Bringing Gemini to the World
Gemini 1.0 is now available across various products and platforms:
Gemini Pro in Google Products
We are bringing Gemini to billions of people through Google’s products.
Starting today, Bard will use a fine-tuned version of Gemini Pro for more advanced reasoning, planning, and understanding. This is Bard’s biggest upgrade since its launch.
It will be available in English across more than 170 countries and regions, and we plan to expand to different modalities and support new languages and regions in the coming months.
We are also using Gemini on Pixel. The Pixel 8 Pro is the first smartphone equipped with Gemini Nano, enabling new features like “Summarize” in the Recorder app and launching “Smart Reply” in Gboard, starting with WhatsApp and more messaging apps to come next year.
In the coming months, Gemini will be applied to more of our products and services, including Search, Ads, Chrome, and Duet AI.
We have already begun experimenting with Gemini in Search, which can provide users with a faster search generation experience (SGE), with a 40% reduction in latency for English searches in the U.S., while also improving quality.
Build Your Products with Gemini
Starting December 13, developers and enterprise customers can access Gemini Pro through the Gemini API in Google AI Studio or Google Cloud Vertex AI.
Google AI Studio is a web-based free developer tool that allows for quick prototyping and launching applications using API keys. When a fully managed AI platform is needed, Vertex AI allows for customization of Gemini, providing comprehensive data control and benefiting from Google Cloud capabilities for enterprise security, confidentiality, privacy, as well as data governance and compliance.
Android developers can also use our most efficient model on edge devices, Gemini Nano, through AICore. AICore is a new system feature in Android 14, supported starting from Pixel 8 Pro devices. Sign up for the AICore preview.

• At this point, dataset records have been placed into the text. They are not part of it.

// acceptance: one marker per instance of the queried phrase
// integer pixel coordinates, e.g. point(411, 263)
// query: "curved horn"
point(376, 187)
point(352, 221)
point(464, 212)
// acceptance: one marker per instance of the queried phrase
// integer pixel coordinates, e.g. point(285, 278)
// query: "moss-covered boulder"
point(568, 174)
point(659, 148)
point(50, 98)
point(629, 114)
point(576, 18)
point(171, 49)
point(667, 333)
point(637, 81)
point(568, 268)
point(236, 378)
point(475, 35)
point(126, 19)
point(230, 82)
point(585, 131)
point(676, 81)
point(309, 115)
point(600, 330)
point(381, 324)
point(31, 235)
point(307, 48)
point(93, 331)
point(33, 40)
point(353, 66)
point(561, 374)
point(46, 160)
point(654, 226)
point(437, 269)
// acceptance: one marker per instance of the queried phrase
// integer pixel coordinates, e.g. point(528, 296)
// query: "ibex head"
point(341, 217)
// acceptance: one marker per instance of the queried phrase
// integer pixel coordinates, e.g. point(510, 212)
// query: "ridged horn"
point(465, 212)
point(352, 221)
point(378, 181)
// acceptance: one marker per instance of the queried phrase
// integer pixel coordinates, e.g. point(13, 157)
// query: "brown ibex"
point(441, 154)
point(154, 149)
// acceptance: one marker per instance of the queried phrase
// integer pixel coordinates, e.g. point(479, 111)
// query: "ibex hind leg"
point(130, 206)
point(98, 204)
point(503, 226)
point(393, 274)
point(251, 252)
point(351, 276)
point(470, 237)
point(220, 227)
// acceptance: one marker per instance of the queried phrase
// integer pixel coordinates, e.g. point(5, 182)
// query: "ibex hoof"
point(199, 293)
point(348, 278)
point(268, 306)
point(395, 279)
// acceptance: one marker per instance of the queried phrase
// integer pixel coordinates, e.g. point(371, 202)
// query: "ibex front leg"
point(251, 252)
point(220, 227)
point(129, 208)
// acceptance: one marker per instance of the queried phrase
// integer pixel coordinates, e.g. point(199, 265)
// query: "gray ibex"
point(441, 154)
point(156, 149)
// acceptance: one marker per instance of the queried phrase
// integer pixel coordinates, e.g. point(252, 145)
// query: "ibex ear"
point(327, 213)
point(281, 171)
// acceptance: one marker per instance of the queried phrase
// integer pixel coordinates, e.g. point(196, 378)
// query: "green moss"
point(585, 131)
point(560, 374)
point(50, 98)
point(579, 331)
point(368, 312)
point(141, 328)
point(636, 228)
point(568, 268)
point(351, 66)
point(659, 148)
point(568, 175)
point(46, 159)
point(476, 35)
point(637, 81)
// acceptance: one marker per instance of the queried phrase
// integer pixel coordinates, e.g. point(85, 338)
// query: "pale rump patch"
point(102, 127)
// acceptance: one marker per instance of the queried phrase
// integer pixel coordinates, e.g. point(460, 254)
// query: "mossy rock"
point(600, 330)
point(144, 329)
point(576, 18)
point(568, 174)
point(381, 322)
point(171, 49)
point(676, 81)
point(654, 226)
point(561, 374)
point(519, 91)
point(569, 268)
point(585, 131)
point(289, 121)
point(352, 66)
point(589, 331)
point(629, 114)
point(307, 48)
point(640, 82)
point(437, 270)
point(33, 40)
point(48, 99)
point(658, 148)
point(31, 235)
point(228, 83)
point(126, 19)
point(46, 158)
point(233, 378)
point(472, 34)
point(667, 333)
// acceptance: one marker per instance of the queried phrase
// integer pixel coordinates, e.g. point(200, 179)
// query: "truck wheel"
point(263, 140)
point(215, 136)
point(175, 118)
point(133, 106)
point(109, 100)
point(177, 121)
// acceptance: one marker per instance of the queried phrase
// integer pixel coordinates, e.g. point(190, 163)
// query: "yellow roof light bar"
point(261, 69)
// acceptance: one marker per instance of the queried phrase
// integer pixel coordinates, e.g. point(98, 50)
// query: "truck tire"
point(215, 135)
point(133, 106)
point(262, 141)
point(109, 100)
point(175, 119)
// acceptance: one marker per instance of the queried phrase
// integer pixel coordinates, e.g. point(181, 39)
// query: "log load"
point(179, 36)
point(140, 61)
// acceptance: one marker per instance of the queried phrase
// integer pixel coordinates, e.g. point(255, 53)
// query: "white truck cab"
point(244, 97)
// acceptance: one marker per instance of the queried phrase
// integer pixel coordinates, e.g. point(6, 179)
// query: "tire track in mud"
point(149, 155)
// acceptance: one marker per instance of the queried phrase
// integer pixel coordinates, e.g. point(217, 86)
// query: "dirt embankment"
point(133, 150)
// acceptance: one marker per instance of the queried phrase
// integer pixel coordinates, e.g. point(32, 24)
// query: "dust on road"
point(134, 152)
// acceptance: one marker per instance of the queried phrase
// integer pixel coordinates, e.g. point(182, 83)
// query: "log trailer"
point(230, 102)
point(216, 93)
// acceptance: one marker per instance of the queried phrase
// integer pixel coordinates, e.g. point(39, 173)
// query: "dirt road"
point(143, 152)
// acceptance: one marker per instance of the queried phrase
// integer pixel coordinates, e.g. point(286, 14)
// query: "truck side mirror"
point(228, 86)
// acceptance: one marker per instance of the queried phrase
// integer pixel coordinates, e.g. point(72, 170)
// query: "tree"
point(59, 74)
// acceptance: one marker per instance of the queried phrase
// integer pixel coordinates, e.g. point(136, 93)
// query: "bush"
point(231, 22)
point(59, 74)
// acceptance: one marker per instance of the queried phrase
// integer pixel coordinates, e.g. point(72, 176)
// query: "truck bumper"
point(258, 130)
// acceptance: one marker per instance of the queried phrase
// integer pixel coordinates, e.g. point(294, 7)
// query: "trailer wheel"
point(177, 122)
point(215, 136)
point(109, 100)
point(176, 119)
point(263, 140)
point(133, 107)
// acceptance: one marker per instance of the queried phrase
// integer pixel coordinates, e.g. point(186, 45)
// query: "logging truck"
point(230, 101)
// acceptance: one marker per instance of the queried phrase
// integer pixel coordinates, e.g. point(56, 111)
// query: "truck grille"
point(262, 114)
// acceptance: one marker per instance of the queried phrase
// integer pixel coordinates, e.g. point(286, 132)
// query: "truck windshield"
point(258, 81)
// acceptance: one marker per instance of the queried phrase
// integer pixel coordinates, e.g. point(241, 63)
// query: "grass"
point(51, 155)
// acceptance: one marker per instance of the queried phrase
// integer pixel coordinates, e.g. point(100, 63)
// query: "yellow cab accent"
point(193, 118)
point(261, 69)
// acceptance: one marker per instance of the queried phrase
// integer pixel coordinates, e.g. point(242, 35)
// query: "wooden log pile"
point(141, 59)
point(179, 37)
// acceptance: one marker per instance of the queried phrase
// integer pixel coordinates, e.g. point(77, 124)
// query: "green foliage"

Look Forward to Gemini Ultra
As for Gemini Ultra, we are currently completing large-scale trust and safety checks, including red team testing conducted by trusted external teams, and further refining the model through fine-tuning and human feedback reinforcement learning (RLHF) before it is widely used.
During the refinement of the model, we will provide Gemini Ultra to select customers, developers, partners, and safety and responsibility experts for early testing and feedback. Then, we will offer the model to developers and enterprise customers early next year.
We will also launch Bard Advanced early next year, a brand-new, cutting-edge AI experience that will allow you to use our best models and features starting with Gemini Ultra.
The Gemini Era: Driving an Innovative Future
This is a significant milestone in the evolution of AI and marks the beginning of a new era for Google, as we continue to innovate rapidly and responsibly enhance the capabilities of our models.
So far, we have made tremendous progress with Gemini. We are working to further expand the various capabilities of its future versions, including advancements in planning and memory, as well as processing more information and providing better responses by increasing context windows.
We are excited about the limitless possibilities that responsible AI brings to the world, and our innovative future will enhance creativity, expand knowledge, drive scientific advancement, and change the way billions of people live and work globally.